Similarly, focusing on the auxiliary winding 42, one auxiliary winding 42 is arranged, for example, in the groove number 4 and the groove number 9. The pitch between the groove number 4 and the groove number 9 is likewise 5. Therefore, it can be understood that even in the four-pole winding, the insertion groove pitch of the winding in the maximum concentric coil is represented by (the number of grooves of each pole-1). Actually, in this case, the pitch is (groove number of each pole-1) = (K / P-1) =
(24 / 4-1) = 5.

From the above, the insertion groove pitch of the winding in the maximum concentric coil is generally expressed as (groove number of each pole-1) = K / P- = groove number / pole number-1. Can be understood.

In FIG. 1, one groove has, for example, a winding for two poles arranged on the upper side and a winding for four poles arranged on the lower side, so that the windings are arranged in upper and lower two layers. . That is, for example, focusing on the groove number 1, the main winding 21 for the two-pole winding is arranged on the upper side, and the main winding 41 for the four-pole winding is arranged on the lower side. Further, for example, focusing on the groove number 3, the main winding 21 of the two-pole winding is arranged on the upper side and the main winding 21 on the lower side is 4
An auxiliary winding 42 of the pole winding is arranged. Similarly, focusing on the groove number 5, for example, the auxiliary winding 22 of the two-pole winding is arranged on the upper side, and the main winding 41 of the two-pole winding is arranged on the lower side. In this way, the windings are housed in two layers in all the grooves.

Fig. 2 shows the connection diagram, and in the case of 2 poles, the auxiliary winding 22
At the poles, power supply terminals 24 and 44 are provided by connecting phase advancing capacitors 23 and 43 in series to the main winding 41, respectively.

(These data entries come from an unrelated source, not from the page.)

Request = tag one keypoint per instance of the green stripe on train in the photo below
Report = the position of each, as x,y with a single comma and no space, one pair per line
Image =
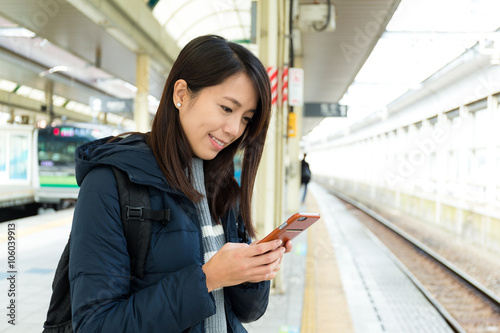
54,181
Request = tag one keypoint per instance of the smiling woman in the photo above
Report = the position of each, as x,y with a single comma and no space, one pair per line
216,103
217,116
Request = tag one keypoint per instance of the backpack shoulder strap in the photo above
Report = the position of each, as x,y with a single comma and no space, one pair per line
137,217
58,318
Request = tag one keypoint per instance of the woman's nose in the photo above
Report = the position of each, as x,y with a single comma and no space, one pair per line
232,125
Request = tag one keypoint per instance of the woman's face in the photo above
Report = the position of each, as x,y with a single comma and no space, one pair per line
218,115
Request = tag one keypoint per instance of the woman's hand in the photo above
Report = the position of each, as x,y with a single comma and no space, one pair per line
236,263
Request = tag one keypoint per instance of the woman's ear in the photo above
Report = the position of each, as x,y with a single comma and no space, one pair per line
180,92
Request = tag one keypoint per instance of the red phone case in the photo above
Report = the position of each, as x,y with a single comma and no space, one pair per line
292,227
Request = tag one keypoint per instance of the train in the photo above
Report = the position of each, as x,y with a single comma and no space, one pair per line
54,182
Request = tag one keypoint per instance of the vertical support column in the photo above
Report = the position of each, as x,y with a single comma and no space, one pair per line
49,93
491,151
266,182
293,193
141,113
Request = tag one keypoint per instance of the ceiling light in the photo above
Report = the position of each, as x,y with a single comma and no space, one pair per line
53,70
16,32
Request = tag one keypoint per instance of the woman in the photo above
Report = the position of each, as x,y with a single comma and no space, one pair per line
199,275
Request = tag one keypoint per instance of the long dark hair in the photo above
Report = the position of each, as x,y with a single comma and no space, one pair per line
208,61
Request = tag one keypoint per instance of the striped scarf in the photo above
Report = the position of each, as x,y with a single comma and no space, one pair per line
213,240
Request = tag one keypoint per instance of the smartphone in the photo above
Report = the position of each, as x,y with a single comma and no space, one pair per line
292,227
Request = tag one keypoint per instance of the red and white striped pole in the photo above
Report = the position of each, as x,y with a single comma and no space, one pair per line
273,76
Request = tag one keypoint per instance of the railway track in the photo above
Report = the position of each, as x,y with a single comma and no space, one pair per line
465,303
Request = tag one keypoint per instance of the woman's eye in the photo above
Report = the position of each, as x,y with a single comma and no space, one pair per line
226,109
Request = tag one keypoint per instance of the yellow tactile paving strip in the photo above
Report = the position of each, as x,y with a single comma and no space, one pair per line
325,307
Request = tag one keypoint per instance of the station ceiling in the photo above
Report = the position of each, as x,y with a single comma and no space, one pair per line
92,44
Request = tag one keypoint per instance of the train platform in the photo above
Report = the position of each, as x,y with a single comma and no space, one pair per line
337,278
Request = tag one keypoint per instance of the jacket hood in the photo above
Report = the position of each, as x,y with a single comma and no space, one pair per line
130,154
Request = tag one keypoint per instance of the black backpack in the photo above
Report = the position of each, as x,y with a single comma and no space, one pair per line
137,217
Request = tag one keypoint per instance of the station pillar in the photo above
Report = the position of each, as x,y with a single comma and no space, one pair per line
293,192
269,208
141,113
269,187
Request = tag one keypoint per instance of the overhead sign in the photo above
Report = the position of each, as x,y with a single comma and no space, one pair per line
295,86
112,105
325,110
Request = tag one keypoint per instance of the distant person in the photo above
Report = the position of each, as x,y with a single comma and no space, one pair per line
305,176
199,274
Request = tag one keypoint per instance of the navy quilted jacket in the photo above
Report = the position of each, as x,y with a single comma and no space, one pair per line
172,296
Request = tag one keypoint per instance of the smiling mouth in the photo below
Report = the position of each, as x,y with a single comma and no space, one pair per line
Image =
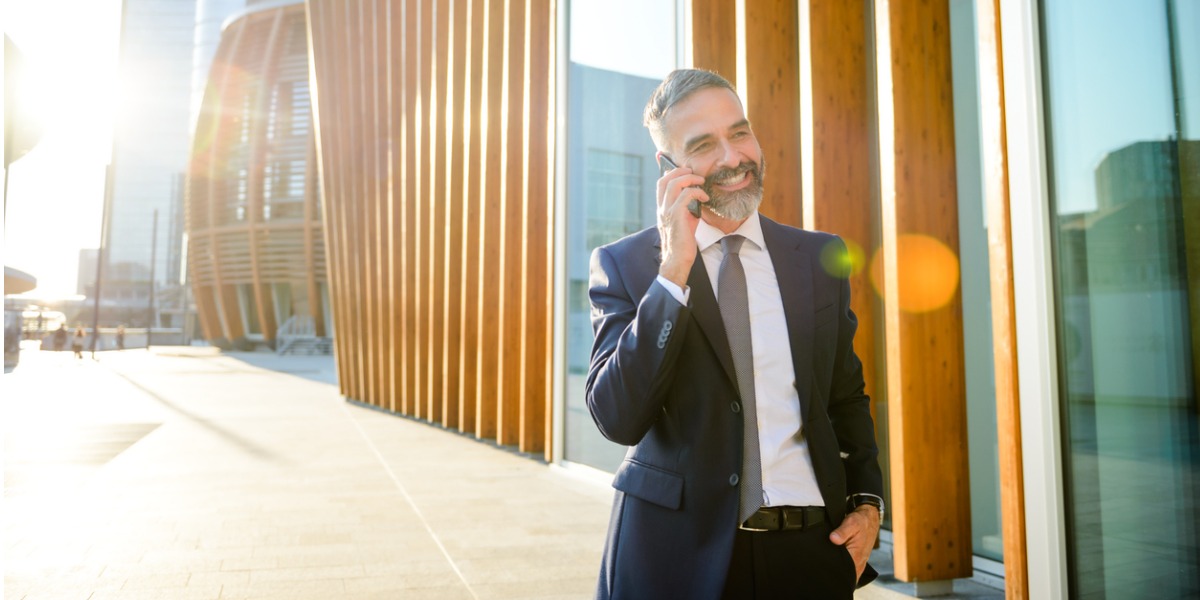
732,180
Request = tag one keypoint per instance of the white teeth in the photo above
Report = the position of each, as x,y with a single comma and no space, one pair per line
735,179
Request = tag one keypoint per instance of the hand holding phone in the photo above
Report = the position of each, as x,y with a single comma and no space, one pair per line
666,163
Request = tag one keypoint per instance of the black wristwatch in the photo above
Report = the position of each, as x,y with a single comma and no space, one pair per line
858,499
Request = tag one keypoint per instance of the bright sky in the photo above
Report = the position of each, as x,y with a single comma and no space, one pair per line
57,192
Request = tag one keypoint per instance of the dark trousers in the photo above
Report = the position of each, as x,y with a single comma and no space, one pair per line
795,564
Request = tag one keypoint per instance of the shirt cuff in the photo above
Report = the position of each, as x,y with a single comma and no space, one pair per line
681,294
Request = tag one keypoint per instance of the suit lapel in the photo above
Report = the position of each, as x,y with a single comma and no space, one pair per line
708,316
793,270
706,312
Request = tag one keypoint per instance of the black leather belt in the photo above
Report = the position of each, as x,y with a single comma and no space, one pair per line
779,519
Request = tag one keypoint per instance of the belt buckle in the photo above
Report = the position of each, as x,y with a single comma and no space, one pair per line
744,526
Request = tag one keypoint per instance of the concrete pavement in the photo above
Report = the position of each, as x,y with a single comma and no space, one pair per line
184,473
191,474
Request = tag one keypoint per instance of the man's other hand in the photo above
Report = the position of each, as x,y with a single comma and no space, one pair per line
857,533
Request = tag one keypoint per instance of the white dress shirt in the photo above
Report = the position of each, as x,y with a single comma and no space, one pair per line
787,475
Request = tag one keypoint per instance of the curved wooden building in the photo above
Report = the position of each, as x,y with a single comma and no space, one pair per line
255,243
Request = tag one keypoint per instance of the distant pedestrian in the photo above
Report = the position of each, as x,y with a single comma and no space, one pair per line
77,345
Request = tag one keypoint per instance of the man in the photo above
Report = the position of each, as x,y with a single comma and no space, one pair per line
723,358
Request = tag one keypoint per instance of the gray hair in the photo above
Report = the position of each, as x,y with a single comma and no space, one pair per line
675,88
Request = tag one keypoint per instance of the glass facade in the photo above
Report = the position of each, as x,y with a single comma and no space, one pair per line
610,172
1122,84
983,443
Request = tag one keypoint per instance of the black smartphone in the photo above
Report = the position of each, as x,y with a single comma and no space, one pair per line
665,165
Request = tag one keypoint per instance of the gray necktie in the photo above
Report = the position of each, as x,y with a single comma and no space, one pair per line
731,298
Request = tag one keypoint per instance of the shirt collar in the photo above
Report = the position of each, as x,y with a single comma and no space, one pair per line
750,229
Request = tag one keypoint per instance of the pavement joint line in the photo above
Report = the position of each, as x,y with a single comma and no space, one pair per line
409,499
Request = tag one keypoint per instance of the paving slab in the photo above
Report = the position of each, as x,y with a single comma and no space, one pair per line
185,473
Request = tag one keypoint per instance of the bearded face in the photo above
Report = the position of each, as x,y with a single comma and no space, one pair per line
741,203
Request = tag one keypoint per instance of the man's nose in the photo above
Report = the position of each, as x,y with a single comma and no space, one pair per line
730,156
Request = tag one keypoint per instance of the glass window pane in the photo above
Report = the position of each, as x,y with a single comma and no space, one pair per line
610,171
983,442
1123,169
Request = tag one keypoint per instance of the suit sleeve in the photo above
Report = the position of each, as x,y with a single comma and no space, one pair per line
637,342
850,408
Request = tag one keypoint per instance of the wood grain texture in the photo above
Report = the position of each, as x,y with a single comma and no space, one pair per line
1003,310
927,391
837,160
437,155
773,94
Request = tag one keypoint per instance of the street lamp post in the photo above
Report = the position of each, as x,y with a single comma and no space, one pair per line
154,252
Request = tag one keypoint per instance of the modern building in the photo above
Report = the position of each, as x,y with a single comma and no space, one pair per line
1018,181
256,247
149,150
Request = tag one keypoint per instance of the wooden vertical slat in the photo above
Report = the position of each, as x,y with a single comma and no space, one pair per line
353,199
361,199
835,150
538,192
335,201
439,208
409,177
381,205
424,33
473,201
714,36
773,93
444,228
927,394
455,203
513,228
1003,311
395,59
490,316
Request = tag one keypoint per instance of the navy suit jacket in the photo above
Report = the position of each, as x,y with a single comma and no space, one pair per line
661,382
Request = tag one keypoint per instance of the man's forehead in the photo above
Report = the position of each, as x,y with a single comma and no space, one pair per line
706,112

According to the above-mentioned embodiment, only two kinds of main winding 21 for two poles or main winding 41 for auxiliary poles 22 and four windings or auxiliary winding 42 are provided in the same groove of the stator core. Since they are inserted in layers, the work of inserting the windings is facilitated, and the insulation between different types of windings can be reduced to increase the space efficiency of the groove.

In the above embodiment, the case where the number of grooves of the stator core is 24 and the number of poles is two poles / four poles is explained, but the present invention is not limited thereto.

〔The invention's effect〕

According to the present invention, in the one-to-two pole number conversion type single-phase motor, the number of coils for each pole is set to the number of grooves / (2 × number of poles), and the main winding and the auxiliary winding are set to two to one. The number of coils to be inserted into the same groove is 2 because the coils are formed in a ratio of the number of coils and are formed by concentric windings, and the pitch of the insertion grooves of these windings is set to the number of grooves / the number of poles minus 1 in the maximum coil of concentric winding. There are effects that the number of types can be reduced to facilitate the insertion work of the winding, and the insulation between different types of windings can be reduced to increase the groove space efficiency.

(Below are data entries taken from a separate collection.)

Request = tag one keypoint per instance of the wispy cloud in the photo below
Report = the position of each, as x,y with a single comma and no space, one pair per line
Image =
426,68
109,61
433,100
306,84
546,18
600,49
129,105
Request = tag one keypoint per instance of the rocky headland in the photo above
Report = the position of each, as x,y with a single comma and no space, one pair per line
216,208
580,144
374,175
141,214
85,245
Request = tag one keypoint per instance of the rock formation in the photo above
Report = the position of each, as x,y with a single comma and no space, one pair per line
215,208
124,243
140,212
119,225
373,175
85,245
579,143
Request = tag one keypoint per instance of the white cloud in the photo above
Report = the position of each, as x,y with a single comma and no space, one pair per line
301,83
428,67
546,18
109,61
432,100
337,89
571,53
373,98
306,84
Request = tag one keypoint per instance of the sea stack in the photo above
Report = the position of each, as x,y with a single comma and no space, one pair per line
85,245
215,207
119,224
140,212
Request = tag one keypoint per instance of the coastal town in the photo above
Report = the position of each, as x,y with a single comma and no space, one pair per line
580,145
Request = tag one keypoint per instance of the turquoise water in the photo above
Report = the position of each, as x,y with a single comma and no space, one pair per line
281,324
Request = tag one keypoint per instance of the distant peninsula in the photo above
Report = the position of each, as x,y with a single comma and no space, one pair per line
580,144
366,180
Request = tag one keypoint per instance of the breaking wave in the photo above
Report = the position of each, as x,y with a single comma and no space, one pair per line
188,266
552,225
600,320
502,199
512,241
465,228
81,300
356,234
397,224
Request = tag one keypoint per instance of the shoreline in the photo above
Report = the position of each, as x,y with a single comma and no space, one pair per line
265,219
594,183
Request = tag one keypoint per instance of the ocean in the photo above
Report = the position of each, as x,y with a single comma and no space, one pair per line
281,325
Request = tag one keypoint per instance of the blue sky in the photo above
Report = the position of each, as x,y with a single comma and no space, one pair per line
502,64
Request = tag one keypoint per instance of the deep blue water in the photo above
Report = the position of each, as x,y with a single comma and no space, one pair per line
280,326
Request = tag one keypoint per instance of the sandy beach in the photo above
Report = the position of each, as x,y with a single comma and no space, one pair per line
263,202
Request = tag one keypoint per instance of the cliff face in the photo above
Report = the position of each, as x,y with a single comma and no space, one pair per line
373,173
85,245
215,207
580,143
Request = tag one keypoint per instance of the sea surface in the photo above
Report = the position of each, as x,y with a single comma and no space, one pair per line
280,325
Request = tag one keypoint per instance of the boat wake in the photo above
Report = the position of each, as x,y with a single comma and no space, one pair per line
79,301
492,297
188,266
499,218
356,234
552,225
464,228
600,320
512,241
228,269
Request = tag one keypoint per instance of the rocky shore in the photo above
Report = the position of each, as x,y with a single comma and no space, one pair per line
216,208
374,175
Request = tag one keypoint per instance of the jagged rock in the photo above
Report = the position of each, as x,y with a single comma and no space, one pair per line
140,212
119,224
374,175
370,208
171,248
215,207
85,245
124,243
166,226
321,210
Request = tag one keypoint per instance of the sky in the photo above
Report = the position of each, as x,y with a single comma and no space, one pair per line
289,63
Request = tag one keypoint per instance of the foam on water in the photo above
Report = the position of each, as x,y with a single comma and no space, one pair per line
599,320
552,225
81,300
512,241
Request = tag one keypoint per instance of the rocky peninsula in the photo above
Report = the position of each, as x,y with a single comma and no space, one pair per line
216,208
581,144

[Brief description of drawings]

1 is a winding diagram of an embodiment of the present invention, and FIG. 2 is a connection diagram of FIG. 21,41 …… Main winding, 22,42 …… Auxiliary winding.

Claims (1)

[Claims] 1. A one-to-two pole number conversion type single-phase motor,
Set the number of coils for each pole to the number of grooves / 2 × number of poles,
The main winding and the auxiliary winding are formed with a 2: 1 coil number ratio and concentric windings, respectively, and the insertion groove pitch of these windings is the maximum number of concentric windings and the number of grooves / number of poles-1. Characteristic pole conversion type single-phase motor.